Visit to Shangri-la: Spiti valley

14,000 feet, our final night’s campsite, and there was much to be inspired about: the thousand-year-old monasteries, the glaciers, the smiles and goodness emanating from the people and the Dalai Lama himself; an ever-deepening friendship with my partner Ankit along with Bicky and all our Hindi friends and crew; most rewarding was how, once again, shared experience had morphed our traveling circus of trekkers into a loving family.

There had been moments of true adventure. Almost too much adventure as we crossed the roiling waters on our trek from Chandra Tal to Baralacha La. Ironically, the experience had been strangely reminiscent of the kind of team–building experiences I had contrived innumerable times for executive teams on resort properties around the world over the last two decades. This time however the stakes were entirely different. We were not in some hotel ballroom. And the elements were playing for keeps.

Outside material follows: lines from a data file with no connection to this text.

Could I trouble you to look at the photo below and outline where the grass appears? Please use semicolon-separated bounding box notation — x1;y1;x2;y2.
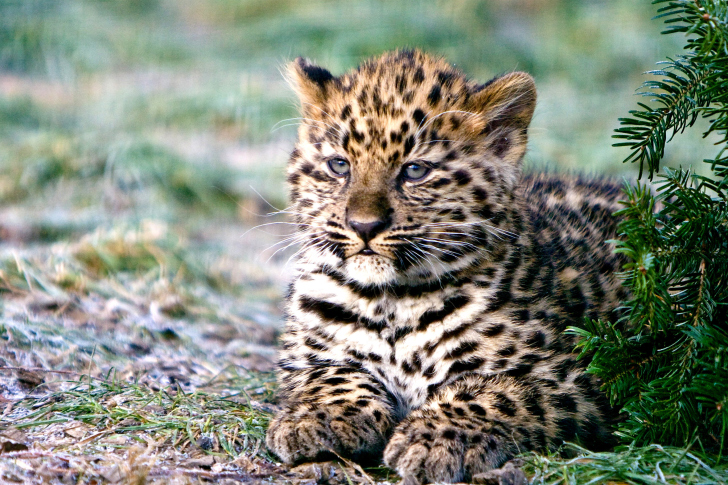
522;444;728;485
0;0;726;484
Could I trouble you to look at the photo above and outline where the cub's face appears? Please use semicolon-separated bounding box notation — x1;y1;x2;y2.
288;51;536;286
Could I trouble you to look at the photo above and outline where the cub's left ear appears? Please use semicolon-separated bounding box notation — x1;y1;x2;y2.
467;72;536;128
288;57;336;105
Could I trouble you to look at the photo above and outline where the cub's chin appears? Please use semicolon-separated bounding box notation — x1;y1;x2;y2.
343;254;398;286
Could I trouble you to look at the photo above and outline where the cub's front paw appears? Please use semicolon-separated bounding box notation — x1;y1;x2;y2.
384;415;510;483
266;409;385;463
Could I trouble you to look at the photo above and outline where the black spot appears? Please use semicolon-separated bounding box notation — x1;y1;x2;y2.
485;288;512;312
412;67;425;85
300;162;316;175
438;322;473;344
412;108;425;126
357;382;381;396
477;204;493;220
526;331;546;349
493;392;516;416
498;345;516;357
511;310;531;323
299;296;385;332
523;387;544;421
402;135;415;157
550;394;576;413
554;358;576;382
417;295;470;330
453;170;472;185
432;177;452;189
445;342;478;359
448;357;485;374
491;136;511;158
556;418;578;441
504;363;533;378
304;337;328;350
297;58;334;87
483;323;506;337
395;74;407;94
442;428;457;440
468;404;485;416
427;84;442;108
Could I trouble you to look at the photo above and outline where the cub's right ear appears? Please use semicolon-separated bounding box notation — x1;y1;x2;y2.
288;57;336;105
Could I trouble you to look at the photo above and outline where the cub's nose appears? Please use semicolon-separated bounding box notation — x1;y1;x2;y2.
348;218;389;244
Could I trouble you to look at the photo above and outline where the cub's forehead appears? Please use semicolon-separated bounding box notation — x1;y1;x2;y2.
338;52;470;115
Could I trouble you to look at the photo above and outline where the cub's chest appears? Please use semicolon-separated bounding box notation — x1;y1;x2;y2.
288;280;506;412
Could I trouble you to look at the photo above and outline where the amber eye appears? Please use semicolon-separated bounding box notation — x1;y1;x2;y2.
328;158;351;177
402;162;430;182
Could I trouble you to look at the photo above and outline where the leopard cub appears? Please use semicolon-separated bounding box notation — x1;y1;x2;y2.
267;51;624;483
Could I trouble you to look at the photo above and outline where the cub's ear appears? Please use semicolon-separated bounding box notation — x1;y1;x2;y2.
288;57;336;104
467;72;536;128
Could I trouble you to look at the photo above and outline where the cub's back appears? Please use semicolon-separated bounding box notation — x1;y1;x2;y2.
519;174;627;318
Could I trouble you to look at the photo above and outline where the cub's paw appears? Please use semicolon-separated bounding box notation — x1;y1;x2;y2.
265;409;385;463
384;410;511;484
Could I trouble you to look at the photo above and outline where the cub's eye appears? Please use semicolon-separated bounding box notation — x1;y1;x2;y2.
402;162;430;182
327;158;351;177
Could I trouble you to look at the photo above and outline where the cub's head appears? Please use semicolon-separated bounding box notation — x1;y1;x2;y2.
288;51;536;286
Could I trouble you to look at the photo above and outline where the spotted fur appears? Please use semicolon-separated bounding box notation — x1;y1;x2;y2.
267;51;624;483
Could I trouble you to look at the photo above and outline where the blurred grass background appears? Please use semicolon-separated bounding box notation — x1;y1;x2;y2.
0;0;720;240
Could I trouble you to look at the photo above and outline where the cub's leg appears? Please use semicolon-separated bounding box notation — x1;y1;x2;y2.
266;366;394;463
384;375;610;483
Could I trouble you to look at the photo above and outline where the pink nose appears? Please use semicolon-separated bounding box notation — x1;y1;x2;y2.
348;219;389;243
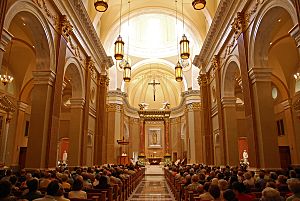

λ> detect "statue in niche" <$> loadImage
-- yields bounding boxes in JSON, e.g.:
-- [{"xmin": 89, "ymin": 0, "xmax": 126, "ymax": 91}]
[
  {"xmin": 63, "ymin": 150, "xmax": 68, "ymax": 164},
  {"xmin": 152, "ymin": 131, "xmax": 157, "ymax": 145}
]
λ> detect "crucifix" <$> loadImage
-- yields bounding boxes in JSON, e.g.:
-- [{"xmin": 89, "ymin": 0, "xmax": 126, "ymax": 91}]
[{"xmin": 148, "ymin": 79, "xmax": 160, "ymax": 101}]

The instructions: ‘Get your entire team across the raging river in the least time possible. The river is rising so fast that every minute counts and if anyone gets swept away the whole team loses!’

Warm weather had caused the glacier fed streams to become angry, freezing torrents. Large boulders trundled along their bottom. As the sun rose higher we could actually watch the water levels rise, their power and intensity – and the danger – increase with each passing moment.

And we had won. No one lost, no one injured. Everyone filled with the adrenalin of adventure. Mission accomplished.

But it was there, upon that sunny day, as I sat by glorious stream and mountain meadow, the true gift slowly arrived. That day I had a clear answer to my ceaseless wondering on the purpose of my life. At age fifty-four, I’ve lived all my dreams – personal and professional – so why am I still here?

The answer came fast and clear: I am here to serve others.

It was a magic moment piled atop other magic moments. A matter of days before – up a terrible road just a few scant miles from the Tibetan border – we had been among the handful of fortunate foreigners at the feet of the Dalai Lama as he reached deep to offer the root of Tibetan Buddhist teaching: the importance of bodhicitta.

The Tibetan word for bodhicitta is “jang chub chi sem.” Meaning not just the enlightened but literally ‘the most selfless mind’. No more self-cherishing, no more self-centeredness. Complete love, complete compassion. One that has love and compassion towards all beings. Every sentient being.

In the words of the Dalai Lama: “In true bodhicitta no one is excluded. It includes every sentient being. Always, forever and forever. Ever and ever. We have love and compassion, but we don’t have love and compassion all the time, because all of a sudden we become angry. All of a sudden selfish mind arises. And sometimes we have love and compassion to certain people, and we don’t have for certain people. It’s a partial love, partial compassion.”

We can and must do better.

As I sat in reflection during our high camp rest day, the reason for my pilgrimage became obvious. I had come all the way around and to the very top of the world for this reminder: we live, we explore, we work – only for one reason – to become wider, deeper and every way better in our efforts live in loving kindness.

As all things personal are in their ultimate expression political, this is the very challenge of our time. Not to love just some, the easy targets – our family and friends, our countrymen – but all. On this increasingly divided and fractious planet, this is the mission we all share. The quest began here in the Himalayas, but it is one we shall undertake in earnest only upon our return.

Returning along mountain roads that final day we glimpsed what looked like Shangri-la; small villages across the river in the Lahoul Valley – peaceful, glorious beneath the sheer mountainsides and glaciers. But for us Westerners Shangri-la must no longer remain a place just across the river and out of reach. The adventure now is to somehow bring that touch of wisdom and grace back to our daily, no-longer ordinary lives.

Those who have not been there ask: “Why do you climb to the top of the world?” Those that have don’t ask. They know. To ‘Enjoy the View’.

Not just a view of jagged peaks and glaciers with rolling moraines beneath walls of ice, but glimpses of our own lives from a fresh and heightened perspective. To return with gifts gathered from the mountain top, a vision and inner map that will enable us to navigate wisely through the lives to which we return.

For all of us on the Mountains and Monasteries Expedition 2007 the views were different. But for none of us will the world below ever be the same.